In the struggle for some kind of life in every abortion story one out of every two people loses. A child dies each time.
Why? seems to matter.
The big google-able voices on this subject are funded by rabidly pro-abortion concessions. You will forgive me if I do not trust their stats or their lugubrious attempts to make the death of a child sound like a mani-pedi.
One thing they say strikes me–1 in 3 women have had an abortion.
Wow.
Just as with all abuse of children, the stories of abortion are often the stories shared in community. But we keep them our secrets because we have no adequate forum for telling them.
These are my community’s stories (a fraction, I am sure, of the whole)–
The college student who aborts her child under pressure from her boyfriend who is a cadet at a military academy.
The wife of a professional who aborts their third child because “two is enough.”
The young woman (who was herself adopted) who decides to have a late-term abortion because the baby may be a Downs child.

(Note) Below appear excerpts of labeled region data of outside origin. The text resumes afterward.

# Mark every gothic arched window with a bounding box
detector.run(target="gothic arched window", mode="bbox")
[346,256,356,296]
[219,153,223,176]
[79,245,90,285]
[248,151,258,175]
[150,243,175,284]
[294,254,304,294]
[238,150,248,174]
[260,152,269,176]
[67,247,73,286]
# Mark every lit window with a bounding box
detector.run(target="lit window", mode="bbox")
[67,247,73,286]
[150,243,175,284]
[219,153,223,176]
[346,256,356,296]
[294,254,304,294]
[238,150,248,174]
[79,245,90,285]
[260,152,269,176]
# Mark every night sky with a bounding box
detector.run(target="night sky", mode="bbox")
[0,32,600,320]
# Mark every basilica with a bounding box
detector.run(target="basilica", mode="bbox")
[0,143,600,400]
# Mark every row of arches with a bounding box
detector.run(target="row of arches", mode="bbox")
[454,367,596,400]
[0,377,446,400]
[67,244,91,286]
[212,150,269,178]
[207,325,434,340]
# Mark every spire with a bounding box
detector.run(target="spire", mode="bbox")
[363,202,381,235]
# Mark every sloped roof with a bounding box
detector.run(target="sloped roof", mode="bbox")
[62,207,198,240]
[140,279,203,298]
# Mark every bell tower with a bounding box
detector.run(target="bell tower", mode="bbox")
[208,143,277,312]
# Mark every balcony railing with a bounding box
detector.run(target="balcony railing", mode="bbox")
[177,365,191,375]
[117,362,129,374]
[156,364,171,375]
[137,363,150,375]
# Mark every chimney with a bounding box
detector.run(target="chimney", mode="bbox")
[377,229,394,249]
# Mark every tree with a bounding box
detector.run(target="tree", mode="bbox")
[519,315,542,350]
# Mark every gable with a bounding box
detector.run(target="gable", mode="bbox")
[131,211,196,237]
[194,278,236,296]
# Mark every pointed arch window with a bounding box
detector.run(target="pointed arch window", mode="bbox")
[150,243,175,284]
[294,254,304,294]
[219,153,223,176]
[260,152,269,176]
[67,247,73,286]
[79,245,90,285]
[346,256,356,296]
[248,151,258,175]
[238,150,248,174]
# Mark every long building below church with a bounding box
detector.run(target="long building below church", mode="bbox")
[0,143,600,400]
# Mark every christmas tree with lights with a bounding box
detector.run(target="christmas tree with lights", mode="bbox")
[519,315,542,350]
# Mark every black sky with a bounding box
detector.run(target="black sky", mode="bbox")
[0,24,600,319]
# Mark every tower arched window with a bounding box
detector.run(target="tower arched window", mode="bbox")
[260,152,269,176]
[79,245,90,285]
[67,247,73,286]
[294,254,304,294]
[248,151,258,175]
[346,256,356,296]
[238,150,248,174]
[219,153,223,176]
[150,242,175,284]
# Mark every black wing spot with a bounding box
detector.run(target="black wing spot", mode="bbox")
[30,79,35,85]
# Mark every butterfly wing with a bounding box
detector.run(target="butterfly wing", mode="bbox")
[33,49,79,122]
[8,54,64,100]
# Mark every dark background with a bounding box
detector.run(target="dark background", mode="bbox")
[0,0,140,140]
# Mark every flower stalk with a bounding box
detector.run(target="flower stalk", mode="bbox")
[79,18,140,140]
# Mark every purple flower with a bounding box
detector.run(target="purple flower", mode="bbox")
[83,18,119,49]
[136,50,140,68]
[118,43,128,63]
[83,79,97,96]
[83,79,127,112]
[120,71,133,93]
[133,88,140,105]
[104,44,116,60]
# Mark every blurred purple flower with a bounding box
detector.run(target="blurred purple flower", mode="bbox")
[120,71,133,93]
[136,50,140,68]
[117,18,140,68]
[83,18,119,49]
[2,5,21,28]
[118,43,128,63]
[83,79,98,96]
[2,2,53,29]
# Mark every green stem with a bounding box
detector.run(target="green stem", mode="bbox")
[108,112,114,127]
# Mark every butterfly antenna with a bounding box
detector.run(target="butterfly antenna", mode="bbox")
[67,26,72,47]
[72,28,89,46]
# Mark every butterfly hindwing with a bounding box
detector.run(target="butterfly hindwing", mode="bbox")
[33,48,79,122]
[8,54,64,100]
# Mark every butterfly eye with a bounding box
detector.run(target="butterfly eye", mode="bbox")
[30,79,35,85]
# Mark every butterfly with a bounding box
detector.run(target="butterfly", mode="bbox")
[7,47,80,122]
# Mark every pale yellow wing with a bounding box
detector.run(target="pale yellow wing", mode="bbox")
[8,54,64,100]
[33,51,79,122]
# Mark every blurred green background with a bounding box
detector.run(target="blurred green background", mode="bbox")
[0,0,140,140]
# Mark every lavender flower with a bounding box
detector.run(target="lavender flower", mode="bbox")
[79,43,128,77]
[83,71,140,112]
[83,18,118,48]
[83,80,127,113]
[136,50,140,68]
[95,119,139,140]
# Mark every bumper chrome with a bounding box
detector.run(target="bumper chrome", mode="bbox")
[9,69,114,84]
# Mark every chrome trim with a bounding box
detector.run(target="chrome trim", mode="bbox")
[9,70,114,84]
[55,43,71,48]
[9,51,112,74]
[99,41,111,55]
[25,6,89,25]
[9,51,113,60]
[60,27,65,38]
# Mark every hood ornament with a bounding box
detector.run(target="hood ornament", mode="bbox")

The teenager who lives in a no-abortion country who flies to the US to abort a child.
The woman who is pressured to abort because her child has a 3% chance of a medical condition. (Multiply this story by at least 4.)

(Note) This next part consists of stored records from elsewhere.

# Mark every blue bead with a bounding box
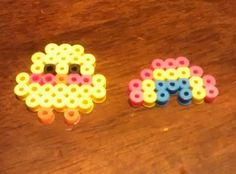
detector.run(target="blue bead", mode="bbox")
[178,88,192,105]
[156,80,167,91]
[178,78,190,89]
[157,90,170,105]
[167,80,179,95]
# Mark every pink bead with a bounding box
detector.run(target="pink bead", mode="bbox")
[140,69,152,80]
[165,58,177,69]
[203,75,216,86]
[129,79,142,92]
[151,59,164,70]
[30,74,43,85]
[190,65,203,77]
[42,74,56,85]
[81,76,92,85]
[205,86,219,103]
[176,57,189,67]
[68,74,81,84]
[129,90,143,107]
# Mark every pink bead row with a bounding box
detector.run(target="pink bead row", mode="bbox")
[30,74,92,85]
[128,57,219,106]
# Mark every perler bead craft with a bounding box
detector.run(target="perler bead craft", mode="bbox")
[128,56,219,108]
[14,43,107,125]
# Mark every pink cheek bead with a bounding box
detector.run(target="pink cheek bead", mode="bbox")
[165,58,177,69]
[42,74,56,85]
[129,79,142,92]
[81,76,92,85]
[30,74,43,85]
[176,57,189,67]
[68,74,81,84]
[190,65,203,77]
[129,90,143,107]
[140,69,152,80]
[205,86,219,103]
[203,75,216,86]
[151,59,165,70]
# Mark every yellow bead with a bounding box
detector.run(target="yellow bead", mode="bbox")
[166,68,178,80]
[72,44,84,55]
[31,52,46,63]
[92,86,106,103]
[79,85,93,96]
[82,54,96,66]
[192,87,206,104]
[65,96,79,109]
[53,94,66,112]
[59,43,72,52]
[54,83,67,95]
[143,91,157,108]
[189,76,203,89]
[56,63,69,75]
[30,63,44,74]
[80,63,94,75]
[153,69,166,80]
[29,83,41,94]
[79,97,94,114]
[44,54,58,64]
[45,43,59,54]
[16,72,30,84]
[57,53,71,64]
[142,79,155,91]
[40,84,54,96]
[14,83,29,100]
[66,84,80,96]
[177,67,190,79]
[70,54,82,65]
[25,94,40,112]
[39,94,53,108]
[92,74,106,87]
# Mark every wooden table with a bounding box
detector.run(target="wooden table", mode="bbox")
[0,0,236,174]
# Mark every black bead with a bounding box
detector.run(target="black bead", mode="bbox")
[69,64,80,74]
[44,64,56,74]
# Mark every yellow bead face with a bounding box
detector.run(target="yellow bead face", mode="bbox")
[153,69,167,80]
[14,43,106,124]
[16,72,30,84]
[25,94,40,112]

A young professional who lives in a country with family planning laws. She aborts to avoid legal penalties.
The woman who is in her early forties, married, but surprised by a late-in-life pregnancy. She just doesn’t want a child in her early forties…
The untold story of abortion is a story about value and pressure and time. It is a story about how valuable the life of a child is, and it is a story of what it costs to remove that child.
Each aborted child leaves a George Bailey-esque hole in the life of their community.
Why would we sanction that?
And how could we face God if we did?